Exception handling

Big problem with the url https:/plus.google.com/+Python concerning robots parsing. Didn't find the bug. @tobast, if you have some time to look at it :)
2018-02-23 00:37:36 +01:00 · 2018-02-23 00:37:36 +01:00 · 0e02f22d08
commit 0e02f22d08
parent 77ca7ebcb9
1 changed files with 69 additions and 44 deletions
--- a/crawl/crawl.py
+++ b/crawl/crawl.py
@ -1,7 +1,9 @@
 from threading import Thread
 from urllib.robotparser import RobotFileParser
+from urllib.error import URLError
 from urllib.parse import urlparse

+from ssl import CertificateError
 from random import sample, randrange
 import re
 from datetime import datetime, timedelta
@ -24,7 +26,7 @@ MAX_PER_PAGE = 10
 FOOTER_URL = re.compile(".*footer.*")

 class Settings:
-    USER_AGENT = 'BlahBlah'
+    USER_AGENT = 'Blah'

 settings = Settings()
 startup_time = datetime.now()
@ -35,6 +37,8 @@ def url_getter(html, current_page, root_url):
    soup = BeautifulSoup(html, "html.parser")
    # Get only the body
    body = soup.find('body')
+    if not body:
+        return links_list
    # remove the body
    if body.footer:
        body.footer.decompose()
@ -43,22 +47,22 @@ def url_getter(html, current_page, root_url):
    for comment in comments:
        comment.extract()

-    print("Retrieving footers")
    footers = soup.findAll(id=FOOTER_URL)
    for footer in footers:
        footer.extract()

    # Remove all bookmark links pointing to the current html page.
-    links = map(lambda link: link["href"], body.find_all("a"))
+    links = map(lambda link: link.get("href", ""), body.find_all("a"))
    for link in links:
-        if link.startswith("http"):
-            links_list.append(link)
-        elif link.startswith('/'): #Internal link, linking to page root url
-            links_list.append(root_url + link)
-        elif link.startswith("#"):
-            print("Invalid link : internal bookmark")
-        else:
-            links_list.append(current_page + link)
+        if link: #Edge case, if no href found.
+            if link.startswith("http"):
+                links_list.append(link)
+            elif link.startswith('/'): #Internal link, linking to page root url
+                links_list.append(root_url + link)
+            elif link.startswith("#"):
+                print("Invalid link : internal bookmark")
+            else:
+                links_list.append(current_page + "/" + link)

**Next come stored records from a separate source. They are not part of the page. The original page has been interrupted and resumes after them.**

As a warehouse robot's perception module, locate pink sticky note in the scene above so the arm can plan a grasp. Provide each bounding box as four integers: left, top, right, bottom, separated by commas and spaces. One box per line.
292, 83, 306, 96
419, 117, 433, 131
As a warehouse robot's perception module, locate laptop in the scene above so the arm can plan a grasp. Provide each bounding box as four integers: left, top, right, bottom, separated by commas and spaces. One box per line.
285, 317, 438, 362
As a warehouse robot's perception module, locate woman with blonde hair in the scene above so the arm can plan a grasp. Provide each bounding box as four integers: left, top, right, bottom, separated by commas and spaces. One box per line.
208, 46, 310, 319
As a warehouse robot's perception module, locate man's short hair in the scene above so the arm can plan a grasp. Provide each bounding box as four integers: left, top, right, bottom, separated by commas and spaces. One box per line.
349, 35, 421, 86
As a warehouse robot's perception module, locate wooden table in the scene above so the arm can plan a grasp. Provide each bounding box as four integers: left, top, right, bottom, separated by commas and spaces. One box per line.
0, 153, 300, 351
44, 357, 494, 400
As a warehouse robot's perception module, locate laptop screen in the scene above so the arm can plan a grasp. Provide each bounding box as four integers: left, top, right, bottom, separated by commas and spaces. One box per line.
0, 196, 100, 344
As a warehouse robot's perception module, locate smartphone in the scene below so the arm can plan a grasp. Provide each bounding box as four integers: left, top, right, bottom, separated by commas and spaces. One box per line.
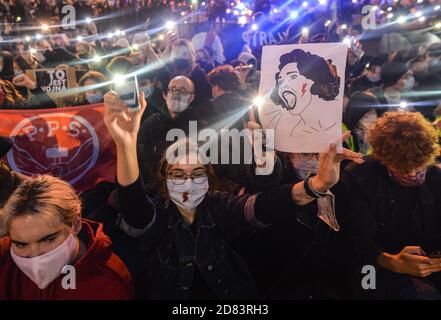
113, 75, 141, 111
429, 250, 441, 259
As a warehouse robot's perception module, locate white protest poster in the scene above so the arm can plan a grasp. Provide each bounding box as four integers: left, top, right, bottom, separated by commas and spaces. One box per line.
259, 43, 348, 153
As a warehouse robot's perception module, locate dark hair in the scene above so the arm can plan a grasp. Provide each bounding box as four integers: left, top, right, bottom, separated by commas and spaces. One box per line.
0, 51, 14, 80
426, 43, 441, 57
271, 49, 340, 107
343, 91, 381, 130
208, 65, 240, 92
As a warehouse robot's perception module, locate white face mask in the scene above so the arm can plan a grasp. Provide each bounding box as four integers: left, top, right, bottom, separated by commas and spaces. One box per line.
167, 177, 208, 211
166, 93, 190, 113
11, 234, 76, 289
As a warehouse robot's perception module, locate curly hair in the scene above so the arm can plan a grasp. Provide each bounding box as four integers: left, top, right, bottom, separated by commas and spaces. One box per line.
208, 65, 240, 92
367, 111, 440, 173
271, 49, 340, 106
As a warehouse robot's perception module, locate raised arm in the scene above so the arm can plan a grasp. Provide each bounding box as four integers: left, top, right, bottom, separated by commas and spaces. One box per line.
104, 91, 156, 231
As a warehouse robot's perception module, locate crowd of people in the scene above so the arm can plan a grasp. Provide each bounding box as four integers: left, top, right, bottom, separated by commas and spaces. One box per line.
0, 0, 441, 300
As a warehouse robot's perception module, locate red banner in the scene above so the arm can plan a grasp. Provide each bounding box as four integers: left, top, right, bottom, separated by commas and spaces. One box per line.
0, 104, 116, 191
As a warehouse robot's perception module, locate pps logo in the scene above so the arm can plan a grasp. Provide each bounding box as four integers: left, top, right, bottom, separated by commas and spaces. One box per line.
7, 113, 99, 185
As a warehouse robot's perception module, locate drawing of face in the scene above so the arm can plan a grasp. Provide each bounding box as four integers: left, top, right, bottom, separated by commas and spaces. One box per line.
277, 62, 314, 115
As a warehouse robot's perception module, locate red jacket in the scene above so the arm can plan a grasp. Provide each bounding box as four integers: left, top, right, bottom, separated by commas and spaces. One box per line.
0, 220, 132, 300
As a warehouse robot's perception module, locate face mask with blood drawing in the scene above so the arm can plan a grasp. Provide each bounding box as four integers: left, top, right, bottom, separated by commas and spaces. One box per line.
277, 62, 314, 115
167, 177, 208, 211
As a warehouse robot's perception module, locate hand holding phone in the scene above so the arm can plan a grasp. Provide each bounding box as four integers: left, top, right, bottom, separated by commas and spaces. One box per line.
113, 75, 140, 111
429, 250, 441, 259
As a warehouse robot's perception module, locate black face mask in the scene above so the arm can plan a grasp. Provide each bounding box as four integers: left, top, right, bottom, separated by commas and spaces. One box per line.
174, 59, 190, 70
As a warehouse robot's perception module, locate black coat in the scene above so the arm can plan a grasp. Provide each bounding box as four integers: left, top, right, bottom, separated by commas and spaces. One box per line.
342, 158, 441, 265
118, 175, 297, 299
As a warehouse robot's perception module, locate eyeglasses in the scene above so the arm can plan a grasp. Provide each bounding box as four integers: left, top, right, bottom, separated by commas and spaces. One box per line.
168, 87, 193, 95
168, 171, 208, 185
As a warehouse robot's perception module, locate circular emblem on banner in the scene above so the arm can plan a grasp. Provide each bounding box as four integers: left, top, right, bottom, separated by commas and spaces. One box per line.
7, 113, 99, 185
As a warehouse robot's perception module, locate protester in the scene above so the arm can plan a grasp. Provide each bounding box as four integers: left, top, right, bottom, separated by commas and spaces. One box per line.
138, 76, 201, 188
0, 0, 441, 299
0, 176, 131, 300
105, 93, 357, 299
78, 71, 110, 105
342, 111, 441, 300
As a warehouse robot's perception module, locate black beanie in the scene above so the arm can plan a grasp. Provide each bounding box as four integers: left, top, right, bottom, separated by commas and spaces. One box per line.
381, 62, 409, 87
0, 136, 12, 158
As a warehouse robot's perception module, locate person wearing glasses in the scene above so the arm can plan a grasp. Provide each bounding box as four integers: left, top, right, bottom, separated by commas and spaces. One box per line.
104, 92, 362, 300
138, 76, 201, 190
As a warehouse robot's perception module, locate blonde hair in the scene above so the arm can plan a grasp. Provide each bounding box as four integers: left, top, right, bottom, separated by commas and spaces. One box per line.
0, 175, 81, 236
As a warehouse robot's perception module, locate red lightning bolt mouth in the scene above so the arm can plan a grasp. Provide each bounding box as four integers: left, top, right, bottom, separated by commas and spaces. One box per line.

    ## uniqifier works with python <= 3.6
    #seen = set()
@ -66,7 +70,6 @@ def url_getter(html, current_page, root_url):
    # uniqifier
    # Works only with python >= 3.6
    links_list = list(dict.fromkeys(links_list))
-    print(links_list)

    return links_list

@ -98,23 +101,39 @@ class WebsiteScheduler(metaclass=WebsiteSchedulerMeta):
    def __init__(self, name):
        self.name = name
        self.last_crawled = datetime.fromtimestamp(0)
-        robots_url = self.urlroot() + 'robots.txt'
-        self.robot_parser = RobotFileParser(robots_url)
-        self.robot_parser.read()  # TODO async?
-
-        delay = self.robot_parser.crawl_delay(settings.USER_AGENT)
-        if delay is None:
-            req_rate = self.robot_parser.request_rate(settings.USER_AGENT)
-            if req_rate is None:
-                delay = 5
-            else:
-                delay = req_rate.requests, req_rate.seconds
-        self.crawl_delay = timedelta(seconds=delay)
+        self.dead = False
+        try:
+            robots_url = self.urlroot() + 'robots.txt'
+            self.robot_parser = RobotFileParser(robots_url)
+            self.robot_parser.read()  # TODO async?
+        except (URLError, CertificateError):
+            try:
+                robots_url = self.unsafe_urlroot() + 'robots.txt'
+                self.robot_parser = RobotFileParser(robots_url)
+                self.robot_parser.read()
+            except URLError: # Almost surely an offline website.
+                self.dead = True
+                self.crawl_delay = 0
+        except Exception as e:
+            print(e)
+            raise e
+        if not self.dead:
+            delay = self.robot_parser.crawl_delay(settings.USER_AGENT)
+            if delay is None:
+                req_rate = self.robot_parser.request_rate(settings.USER_AGENT)
+                if req_rate is None:
+                    delay = 5
+                else:
+                    delay = req_rate.requests, req_rate.seconds
+            self.crawl_delay = timedelta(seconds=delay)

    def urlroot(self):
        ''' Get the root url for this website '''
        return 'https://{}/'.format(self.name)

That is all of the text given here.